Sana'a, September 10, 2011
A French couple who went missing in the Gulf of Aden off the Yemen coast have been rescued by coalition forces operating in international waters, a top Yemeni coast guard official has said.
"The tourist yacht had a technical problem 120 miles (193 kilometres) offshore in international waters and called for help," said a statement carried late Friday by Yemen's official news agency Saba.
"The tourist and his wife were rescued by a special boat belonging to one of the military ships of the friendly coalition forces present in the international waters," said the deputy director of the Gulf of Aden coast guard, Colonel Abdulrahman al-Musa.
The French daily Le Parisien has reported that the pair were from the country's southeastern Var region and were on a round-the-world voyage.

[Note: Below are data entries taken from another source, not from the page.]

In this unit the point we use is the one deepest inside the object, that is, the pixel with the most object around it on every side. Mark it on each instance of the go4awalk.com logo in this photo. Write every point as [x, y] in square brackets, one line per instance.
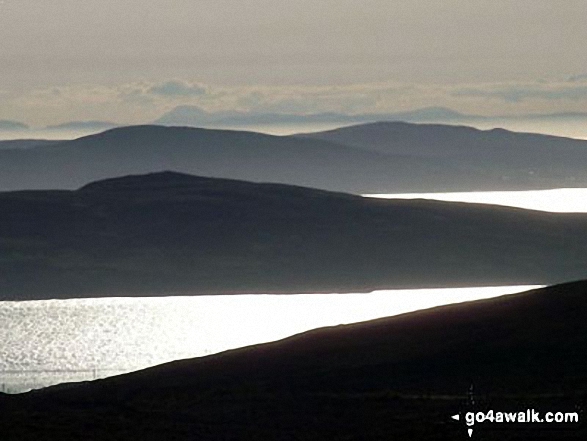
[527, 416]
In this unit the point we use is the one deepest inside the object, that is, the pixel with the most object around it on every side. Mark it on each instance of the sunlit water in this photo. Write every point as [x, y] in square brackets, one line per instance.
[53, 341]
[556, 200]
[49, 342]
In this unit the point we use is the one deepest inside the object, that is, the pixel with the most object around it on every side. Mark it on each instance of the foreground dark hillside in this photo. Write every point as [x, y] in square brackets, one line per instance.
[370, 158]
[394, 378]
[170, 233]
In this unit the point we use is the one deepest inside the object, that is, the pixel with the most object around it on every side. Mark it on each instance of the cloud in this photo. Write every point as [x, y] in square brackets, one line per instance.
[178, 88]
[577, 78]
[145, 101]
[518, 94]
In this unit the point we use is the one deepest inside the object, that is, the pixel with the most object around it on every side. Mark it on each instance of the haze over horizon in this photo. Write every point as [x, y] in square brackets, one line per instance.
[132, 62]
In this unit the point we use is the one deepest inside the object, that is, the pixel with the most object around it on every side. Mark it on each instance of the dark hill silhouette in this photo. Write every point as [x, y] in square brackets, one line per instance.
[509, 156]
[170, 233]
[394, 378]
[227, 154]
[431, 158]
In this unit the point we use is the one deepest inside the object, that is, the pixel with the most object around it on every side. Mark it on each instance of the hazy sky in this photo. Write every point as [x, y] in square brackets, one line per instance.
[130, 60]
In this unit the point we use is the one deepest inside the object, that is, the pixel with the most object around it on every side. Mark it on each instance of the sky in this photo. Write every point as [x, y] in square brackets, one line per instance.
[130, 61]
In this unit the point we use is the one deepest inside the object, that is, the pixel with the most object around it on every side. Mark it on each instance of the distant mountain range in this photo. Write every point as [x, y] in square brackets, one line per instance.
[195, 116]
[370, 158]
[394, 378]
[571, 124]
[170, 233]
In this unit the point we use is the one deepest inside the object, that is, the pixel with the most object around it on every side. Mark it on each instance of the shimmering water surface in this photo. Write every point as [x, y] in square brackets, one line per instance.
[48, 342]
[52, 341]
[568, 200]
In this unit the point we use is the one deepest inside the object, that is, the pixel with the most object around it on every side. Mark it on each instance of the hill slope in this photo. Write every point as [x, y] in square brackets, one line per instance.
[167, 233]
[362, 159]
[226, 154]
[513, 158]
[393, 378]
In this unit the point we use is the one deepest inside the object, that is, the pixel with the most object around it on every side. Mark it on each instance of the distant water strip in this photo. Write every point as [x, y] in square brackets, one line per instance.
[53, 341]
[560, 200]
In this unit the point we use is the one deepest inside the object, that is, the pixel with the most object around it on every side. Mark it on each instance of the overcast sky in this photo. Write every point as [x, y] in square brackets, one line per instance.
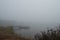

The French yacht which arrived on August 19 in Aden and then departed from the southern port on September 4 after the couple visited the city, Musa added.
But he did not mention another French catamaran which too has gone missing in the Gulf of Aden.
International authorities on Friday found the catamaran adrift in pirate-infested waters in the Gulf of Aden with no one on board, a source close to the probe said.
A German frigate, responding to a mayday call, discovered the empty yacht and it was towed to Djibouti where "suspicious marks" on the vessel are to be studied by agents of France's DGSE spy agency.
The source, speaking on condition of anonymity, said four people had been on the yacht.
A Yemeni official previously told AFP that two yachts with a total of six French citizens aboard had entered Yemeni territorial waters on August 19 and left September 4.
French foreign ministry spokesman Bernard Valero said the crew of the catamaran issued a mayday signal but by the time the German frigate Bayern arrived there was nobody on board.
"Following the alert from the crew, we asked our German partners to send one of their ships taking part in Operation Atalanta," Valero said, referring to the EU anti-piracy mission off Somalia.
The 5,600-ton warship found the yacht, but "no-one was on board and we have no certainty about how many people had been aboard nor what may have become of the crew of the catamaran."
Atalanta spokesman Commander Harrie Harrison told AFP that the operation was "investigating and trying to work out why the yacht was empty.
"The next of kin details are yet to be confirmed, and we're obviously waiting for that confirmation. We're monitoring and doing what we can," he added. The German defence ministry had no further details.
While officials would not speculate on the fate of the missing crew, the waters between Yemen and Somalia are notorious for attacks by pirate gangs, and French yachts have been among the vessels seized in the past.